While all parties are celebrating the agreement now, there’s been no shortage of turbulence.

Perhaps the main reason negotiations didn’t devolve into a strike, as was the case in 2019 and 2012, was union ally Mayor Brandon Johnson. A former teacher and CTU organizer, the union helped elect him in 2023.

He spent months trying to oust Chicago Public Schools CEO Pedro Martinez, an appointee of former Mayor Lori Lightfoot, in a public spat.

“All of that chaos and turmoil there clearly dragged down the bargaining and probably shut it down for a fair amount of time,” said Robert Bruno, a University of Illinois professor of labor and employment relations.

Johnson wanted a $300 million loan to cover the new contract and a pension payment, which Martinez and the board rejected as fiscally irresponsible. District officials and good government groups argue that borrowing would incur high interest rates, but Johnson has pushed back, saying rates are “relatively” low.

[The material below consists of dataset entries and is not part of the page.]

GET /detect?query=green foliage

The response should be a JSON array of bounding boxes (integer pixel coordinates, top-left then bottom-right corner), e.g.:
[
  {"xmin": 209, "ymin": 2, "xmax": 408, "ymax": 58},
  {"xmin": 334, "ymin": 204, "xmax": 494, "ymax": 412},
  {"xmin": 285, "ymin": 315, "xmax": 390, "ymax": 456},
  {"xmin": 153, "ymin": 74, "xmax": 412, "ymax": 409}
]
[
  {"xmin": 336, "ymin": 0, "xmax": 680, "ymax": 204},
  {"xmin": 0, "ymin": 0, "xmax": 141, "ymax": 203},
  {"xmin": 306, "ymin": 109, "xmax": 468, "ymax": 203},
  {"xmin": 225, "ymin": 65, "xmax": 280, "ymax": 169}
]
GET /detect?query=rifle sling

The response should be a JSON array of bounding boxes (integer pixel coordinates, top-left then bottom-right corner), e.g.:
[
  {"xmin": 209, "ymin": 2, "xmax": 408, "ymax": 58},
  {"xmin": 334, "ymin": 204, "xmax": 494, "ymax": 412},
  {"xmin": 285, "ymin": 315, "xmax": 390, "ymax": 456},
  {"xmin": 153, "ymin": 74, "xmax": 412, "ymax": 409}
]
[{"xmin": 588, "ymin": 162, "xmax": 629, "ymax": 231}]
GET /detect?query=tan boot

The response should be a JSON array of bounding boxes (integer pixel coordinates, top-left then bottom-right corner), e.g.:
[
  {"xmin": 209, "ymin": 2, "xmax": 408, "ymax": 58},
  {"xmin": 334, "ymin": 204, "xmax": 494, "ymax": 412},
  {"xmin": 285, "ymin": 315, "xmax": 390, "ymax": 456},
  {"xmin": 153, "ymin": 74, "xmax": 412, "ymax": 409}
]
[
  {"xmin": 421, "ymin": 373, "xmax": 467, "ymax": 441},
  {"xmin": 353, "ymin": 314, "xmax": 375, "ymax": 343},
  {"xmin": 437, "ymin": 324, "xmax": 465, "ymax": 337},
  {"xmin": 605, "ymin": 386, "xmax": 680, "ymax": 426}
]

In October, the board resigned in protest.

The next month, the city held its first school elections. The transitional board — a mix of union-backed candidates, charter school supporters and independents — includes mayoral appointees until it’s fully elected in 2027.

In December, the board moved to fire Martinez, although he’ll remain until June. At one point, Martinez accused new members of meeting privately with the union and won a judge’s restraining order.

The union started contract talks last year with more than 700 requests, a record for the almost 30,000-member union.

Union leaders say their goal is always equality in the segregated city. Roughly 70% of the 325,000 students in the district are low-income and more than 80% are Black or Latino.

But district officials said those lofty requests would have cost over $10 billion. The district’s annual budget is roughly $10 billion.The new agreement’s price tag is about $1.5 billion.

“We stayed true to our values,” Martinez said after the deal was announced. “We succeeded in keeping the best interest of our students always at the center.”

Both sides touted transparency. For the first time, some bargaining sessions were publicly livestreamed.

It was also the first time in nearly three decades the union was allowed to bargain on issues like class size. In 1995, a Republican-led Illinois legislature passed a law limiting collective bargaining rights largely to pay and benefits. Democratic leaders changed that in 2021.

CTU President Stacy Davis Gates celebrated the contract as a win that protects students, particularly those vulnerable under Donald Trump’s presidency.

“It’s big, it’s complex and it is certainly a step in the right direction,” she said.